While not formally part of the Council’s process, there is a public survey out to demonstrate where and when user-conflicts with the herring fishery occur. If you have 5 minutes, your participation in this survey will further assist with Amendment 10 development and progress. A few tips: to drop a location of past conflicts with the commercial herring fishery, you will need to zoom in; I found it helpful to open the map into full screen; be sure to fill out the survey responses for each conflict report; you can add additional conflict reports by clicking (+) below “Interactions with the Commercial Herring Fleet.” Any and all information will be useful, so don’t hold back!

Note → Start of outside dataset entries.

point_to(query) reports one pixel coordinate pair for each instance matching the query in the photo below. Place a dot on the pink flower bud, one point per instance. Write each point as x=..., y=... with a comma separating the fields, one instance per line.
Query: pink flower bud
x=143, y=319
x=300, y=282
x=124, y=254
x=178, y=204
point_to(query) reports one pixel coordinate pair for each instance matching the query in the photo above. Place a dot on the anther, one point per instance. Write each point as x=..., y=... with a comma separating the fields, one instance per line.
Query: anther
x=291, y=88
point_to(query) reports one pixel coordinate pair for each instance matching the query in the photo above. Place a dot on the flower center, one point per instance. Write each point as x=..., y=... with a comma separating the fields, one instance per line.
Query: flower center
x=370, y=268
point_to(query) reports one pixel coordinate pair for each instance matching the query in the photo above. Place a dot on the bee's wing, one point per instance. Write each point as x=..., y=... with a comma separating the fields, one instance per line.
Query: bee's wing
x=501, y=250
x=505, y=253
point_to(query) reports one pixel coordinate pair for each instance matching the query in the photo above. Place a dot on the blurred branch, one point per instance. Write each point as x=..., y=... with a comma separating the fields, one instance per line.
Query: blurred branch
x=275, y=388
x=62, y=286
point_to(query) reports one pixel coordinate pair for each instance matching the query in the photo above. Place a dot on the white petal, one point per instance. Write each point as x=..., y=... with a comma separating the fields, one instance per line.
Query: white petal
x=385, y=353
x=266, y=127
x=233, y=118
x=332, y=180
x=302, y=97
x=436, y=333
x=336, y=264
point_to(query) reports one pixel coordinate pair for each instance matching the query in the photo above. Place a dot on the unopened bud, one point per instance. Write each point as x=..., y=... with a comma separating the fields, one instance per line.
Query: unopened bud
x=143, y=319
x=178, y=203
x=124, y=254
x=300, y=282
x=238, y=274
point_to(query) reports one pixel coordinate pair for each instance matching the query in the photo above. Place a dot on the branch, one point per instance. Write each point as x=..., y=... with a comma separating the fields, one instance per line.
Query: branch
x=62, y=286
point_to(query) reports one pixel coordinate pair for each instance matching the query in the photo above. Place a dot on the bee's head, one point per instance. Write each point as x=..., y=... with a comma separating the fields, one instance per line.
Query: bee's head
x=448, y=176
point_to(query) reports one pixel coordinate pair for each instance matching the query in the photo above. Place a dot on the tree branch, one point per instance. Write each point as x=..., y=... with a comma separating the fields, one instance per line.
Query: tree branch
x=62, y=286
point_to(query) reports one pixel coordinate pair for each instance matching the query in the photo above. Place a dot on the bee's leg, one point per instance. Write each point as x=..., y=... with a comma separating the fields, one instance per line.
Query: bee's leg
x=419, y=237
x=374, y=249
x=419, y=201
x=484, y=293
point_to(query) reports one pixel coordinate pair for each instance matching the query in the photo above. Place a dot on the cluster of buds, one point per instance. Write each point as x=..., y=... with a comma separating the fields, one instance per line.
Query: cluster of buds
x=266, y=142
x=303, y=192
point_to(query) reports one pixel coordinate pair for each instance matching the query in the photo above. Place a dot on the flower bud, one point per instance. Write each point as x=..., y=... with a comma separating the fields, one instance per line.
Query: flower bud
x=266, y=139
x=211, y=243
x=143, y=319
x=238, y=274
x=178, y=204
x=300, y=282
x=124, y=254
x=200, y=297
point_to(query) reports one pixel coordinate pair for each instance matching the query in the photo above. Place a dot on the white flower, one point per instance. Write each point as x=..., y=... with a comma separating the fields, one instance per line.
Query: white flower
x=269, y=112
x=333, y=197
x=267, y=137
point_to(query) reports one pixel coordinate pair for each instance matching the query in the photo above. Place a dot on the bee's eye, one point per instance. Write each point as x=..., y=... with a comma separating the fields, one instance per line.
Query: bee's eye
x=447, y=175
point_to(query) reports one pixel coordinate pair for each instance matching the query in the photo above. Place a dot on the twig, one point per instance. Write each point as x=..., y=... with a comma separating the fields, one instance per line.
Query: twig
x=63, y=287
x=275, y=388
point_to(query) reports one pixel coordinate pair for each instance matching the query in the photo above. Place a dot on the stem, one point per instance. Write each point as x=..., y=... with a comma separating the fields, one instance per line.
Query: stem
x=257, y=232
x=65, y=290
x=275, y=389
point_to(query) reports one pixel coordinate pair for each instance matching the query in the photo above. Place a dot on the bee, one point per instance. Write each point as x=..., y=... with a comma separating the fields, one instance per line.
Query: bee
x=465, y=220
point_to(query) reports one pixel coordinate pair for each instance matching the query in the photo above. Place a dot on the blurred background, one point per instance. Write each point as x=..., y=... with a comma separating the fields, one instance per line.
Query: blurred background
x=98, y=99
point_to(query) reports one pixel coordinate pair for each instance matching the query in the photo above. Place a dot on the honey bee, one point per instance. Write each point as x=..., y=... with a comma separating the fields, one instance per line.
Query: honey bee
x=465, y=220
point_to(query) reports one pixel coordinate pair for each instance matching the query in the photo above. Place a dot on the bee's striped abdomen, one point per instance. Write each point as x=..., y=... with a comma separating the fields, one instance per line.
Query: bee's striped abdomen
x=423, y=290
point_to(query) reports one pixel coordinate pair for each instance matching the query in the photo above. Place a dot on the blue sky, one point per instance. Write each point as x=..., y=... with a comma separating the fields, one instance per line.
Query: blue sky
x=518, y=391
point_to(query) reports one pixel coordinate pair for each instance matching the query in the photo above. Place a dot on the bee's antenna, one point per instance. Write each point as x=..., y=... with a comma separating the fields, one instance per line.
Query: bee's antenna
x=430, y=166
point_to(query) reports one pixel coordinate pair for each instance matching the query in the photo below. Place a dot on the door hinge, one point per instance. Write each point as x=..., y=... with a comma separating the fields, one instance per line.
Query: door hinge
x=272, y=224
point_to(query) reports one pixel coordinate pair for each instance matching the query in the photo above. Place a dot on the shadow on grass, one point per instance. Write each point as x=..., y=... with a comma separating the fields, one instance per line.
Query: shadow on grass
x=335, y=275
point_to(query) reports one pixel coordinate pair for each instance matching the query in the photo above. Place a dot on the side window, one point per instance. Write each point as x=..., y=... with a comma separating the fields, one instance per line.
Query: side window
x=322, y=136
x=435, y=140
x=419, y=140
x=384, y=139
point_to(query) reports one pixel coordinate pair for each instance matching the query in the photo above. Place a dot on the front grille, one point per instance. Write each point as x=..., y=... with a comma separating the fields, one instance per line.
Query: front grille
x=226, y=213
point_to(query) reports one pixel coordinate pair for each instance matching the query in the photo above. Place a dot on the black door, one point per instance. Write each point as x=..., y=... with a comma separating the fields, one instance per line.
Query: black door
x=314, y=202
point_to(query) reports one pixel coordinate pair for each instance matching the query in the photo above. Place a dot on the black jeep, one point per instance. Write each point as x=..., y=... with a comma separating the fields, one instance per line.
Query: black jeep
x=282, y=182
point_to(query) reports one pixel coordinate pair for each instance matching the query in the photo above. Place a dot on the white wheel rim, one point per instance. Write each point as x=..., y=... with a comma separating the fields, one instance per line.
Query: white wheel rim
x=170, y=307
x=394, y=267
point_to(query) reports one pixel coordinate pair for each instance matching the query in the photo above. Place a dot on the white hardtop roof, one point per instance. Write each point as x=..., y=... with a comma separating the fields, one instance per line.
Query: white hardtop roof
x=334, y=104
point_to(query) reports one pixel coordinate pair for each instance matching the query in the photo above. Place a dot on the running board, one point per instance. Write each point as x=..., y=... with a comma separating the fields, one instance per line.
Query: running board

In the coming weeks, we’ll provide some additional context for how we’re thinking about these scoping questions. However, due to the importance of user conflict and Optimum Yield in Amendment 10, we (and the New England Fishery Management Council) want to hear from YOU about your experiences with this fishery. Whether you’ve been catching Giants off Jefferies and the MWT fleet shut down a bite, or you were striper fishing off the backside only to see a set of pair trawlers tow right off your stern, we all need to document these conflicts—and it doesn’t matter if it was this past fall or 10 years ago. It is all relevant. Also, for the Optimum Yield piece of this action, it’s important to show how a healthy and abundant herring population, or lack thereof, impacts your businesses or time on the water. OY is a pretty nebulous concept, but it can be used to account for the tangential aspects of a fishery—i.e. stakeholders other than the directed commercial fishery or for the ecological, forage considerations with other marine fish or mammals.

Be sure to stay on the lookout for more materials from the ASGA team and get out to these upcoming meetings, fill out the survey, and send the New England Fishery Management Council emails! Herring need your help, and now is the time to stand up for this critical forage species for New England and Mid-Atlantic ecosystems and so many of our favorite fisheries.